Lorenza Böttner (Punta Arenas, Chile, 1959 – Munich, Germany, 1994) was an artist who painted with her feet and mouth and used photography, drawing, dance, installation and performance as a means of aesthetic expression, challenging the processes of "de-subjectification" and de-sexualisation, internment and invisibilisation to which transgender and functionally diverse bodies are exposed. Born Ernst Lorenz Böttner in 1959 to a German family living in Chile, at the age of eight he lost both arms in an accident. Considered disabled by the medical regime, he was interned with the "Contergan children" in Germany, where he had moved with his mother after the accident. In 1978 he enrolled at the Gesamthochschule (nowadays Kunsthochschule) in Kassel. There, he changed his name to Lorenza Böttner and developed an artistic practice based on drawing and painting, later expanding it to include the languages of dance, performance, photography and fashion design. In 1994 she died of HIV-related complications after 16 years of intense artistic production. A small selection of her works was shown in 2017 at documenta 14, in Kassel. In 2018 and 2019 the Virreina Centre de la Imatge in Barcelona and the Württembergischer Kunstverein in Stuttgart co-produced the artist's first solo exhibition, curated by Paul B. Preciado. Since January 2020, the exhibition has been on display at the Art Museum of the University of Toronto.

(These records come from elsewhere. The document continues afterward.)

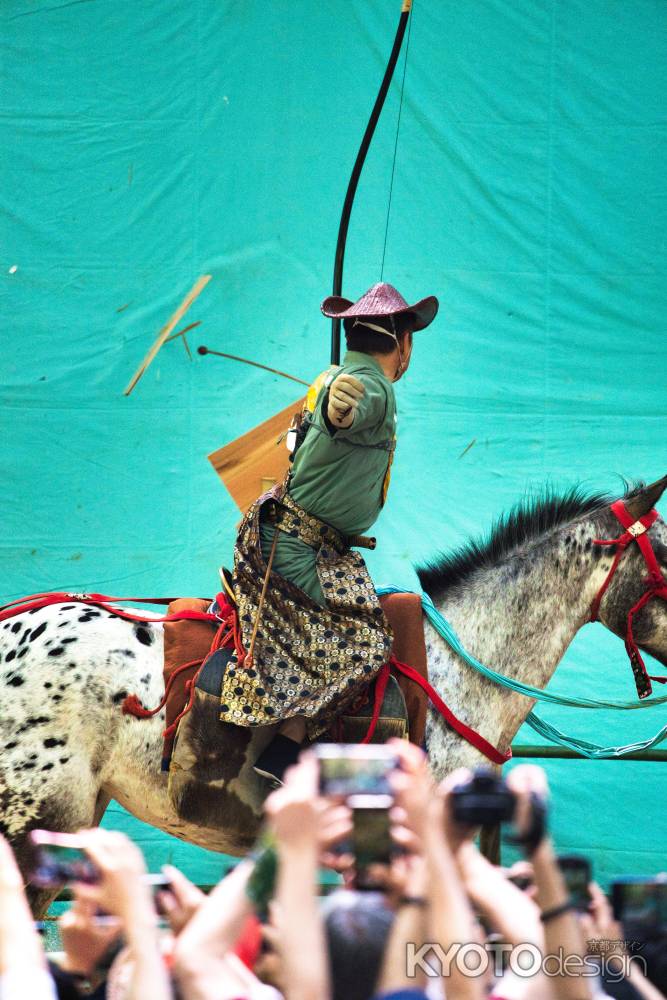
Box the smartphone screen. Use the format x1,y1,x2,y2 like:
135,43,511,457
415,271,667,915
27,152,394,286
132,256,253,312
314,743,398,798
558,854,592,913
32,844,99,888
610,877,667,933
348,795,393,889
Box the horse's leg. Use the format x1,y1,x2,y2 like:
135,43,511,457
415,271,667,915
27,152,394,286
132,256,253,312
10,788,103,919
92,789,111,826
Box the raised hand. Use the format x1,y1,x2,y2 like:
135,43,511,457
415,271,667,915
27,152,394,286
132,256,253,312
327,372,366,428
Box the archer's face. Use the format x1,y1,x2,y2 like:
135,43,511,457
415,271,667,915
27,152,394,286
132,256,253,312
392,330,412,382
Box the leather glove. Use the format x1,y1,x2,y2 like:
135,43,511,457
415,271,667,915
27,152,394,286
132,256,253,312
327,372,366,427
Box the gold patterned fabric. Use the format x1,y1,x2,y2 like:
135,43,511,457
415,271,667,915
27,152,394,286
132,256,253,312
220,486,392,739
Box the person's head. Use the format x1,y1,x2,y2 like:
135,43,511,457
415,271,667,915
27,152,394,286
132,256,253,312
343,313,415,382
322,889,394,1000
320,281,438,382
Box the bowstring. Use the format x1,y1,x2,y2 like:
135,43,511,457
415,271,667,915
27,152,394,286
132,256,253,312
380,4,415,281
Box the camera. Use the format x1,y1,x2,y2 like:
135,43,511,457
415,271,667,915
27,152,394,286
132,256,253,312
452,768,516,826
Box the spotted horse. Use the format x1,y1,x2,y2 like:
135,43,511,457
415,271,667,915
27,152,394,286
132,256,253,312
0,476,667,912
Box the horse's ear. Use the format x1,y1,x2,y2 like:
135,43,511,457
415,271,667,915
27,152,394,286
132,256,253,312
625,476,667,521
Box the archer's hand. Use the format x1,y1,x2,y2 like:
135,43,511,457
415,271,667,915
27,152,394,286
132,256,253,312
327,372,366,428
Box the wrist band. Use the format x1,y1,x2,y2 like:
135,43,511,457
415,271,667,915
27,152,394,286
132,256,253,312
398,896,428,907
540,899,575,924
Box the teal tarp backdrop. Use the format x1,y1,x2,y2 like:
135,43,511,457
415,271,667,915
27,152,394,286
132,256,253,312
0,0,667,881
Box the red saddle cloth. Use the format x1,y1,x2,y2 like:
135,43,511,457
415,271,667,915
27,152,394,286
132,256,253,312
156,593,428,760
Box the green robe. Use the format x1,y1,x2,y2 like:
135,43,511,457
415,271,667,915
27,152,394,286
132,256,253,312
260,351,396,605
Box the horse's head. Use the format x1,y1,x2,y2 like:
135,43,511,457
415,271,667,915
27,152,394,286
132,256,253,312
597,476,667,666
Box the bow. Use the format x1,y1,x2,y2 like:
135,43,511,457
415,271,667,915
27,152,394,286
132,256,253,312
331,0,412,365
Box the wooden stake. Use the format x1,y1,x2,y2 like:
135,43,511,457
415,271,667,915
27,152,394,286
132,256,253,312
123,274,212,396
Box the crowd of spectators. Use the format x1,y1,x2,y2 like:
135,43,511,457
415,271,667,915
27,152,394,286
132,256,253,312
0,741,667,1000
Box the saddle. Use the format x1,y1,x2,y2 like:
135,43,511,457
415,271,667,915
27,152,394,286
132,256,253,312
163,588,428,761
155,592,427,828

Viktor Neumann is an art historian and curator who lives between Berlin and Zurich. He has curated exhibitions and projects for institutions such as the Whitney Museum of American Art in New York, Bildmuseet Umeå, Kunstmuseum Bonn, National Centre for Contemporary Arts in Ekaterinburg, The Kitchen in New York, Künstlerhaus Stuttgart. He was Curatorial Assistant for documenta 14 Public Programmes (2017), Assistant Curator for the 3rd Moscow International Biennale for Young Art (2012) and a Helena Rubinstein Curatorial Fellow at the Whitney Museum of American Art Independent Study Program (2015-2016). Recently, he was co-curator of the Bergen Assembly 2019, directed by Hans D. Christ and Iris Dressler, and, together with Paul Preciado, co-curator of the transnational project Parliament of Bodies. Together with Fanny Hauser, he received a bursary from the Gebert Stiftung für Kultur for 2019/20 and is co-curator for a three-parted exhibition series at Württembergischer Kunstverein in Stuttgart. He is currently Guest Professor for Curatorial Studies at the Staatliche Hochschule für Gestaltung in Karlsruhe.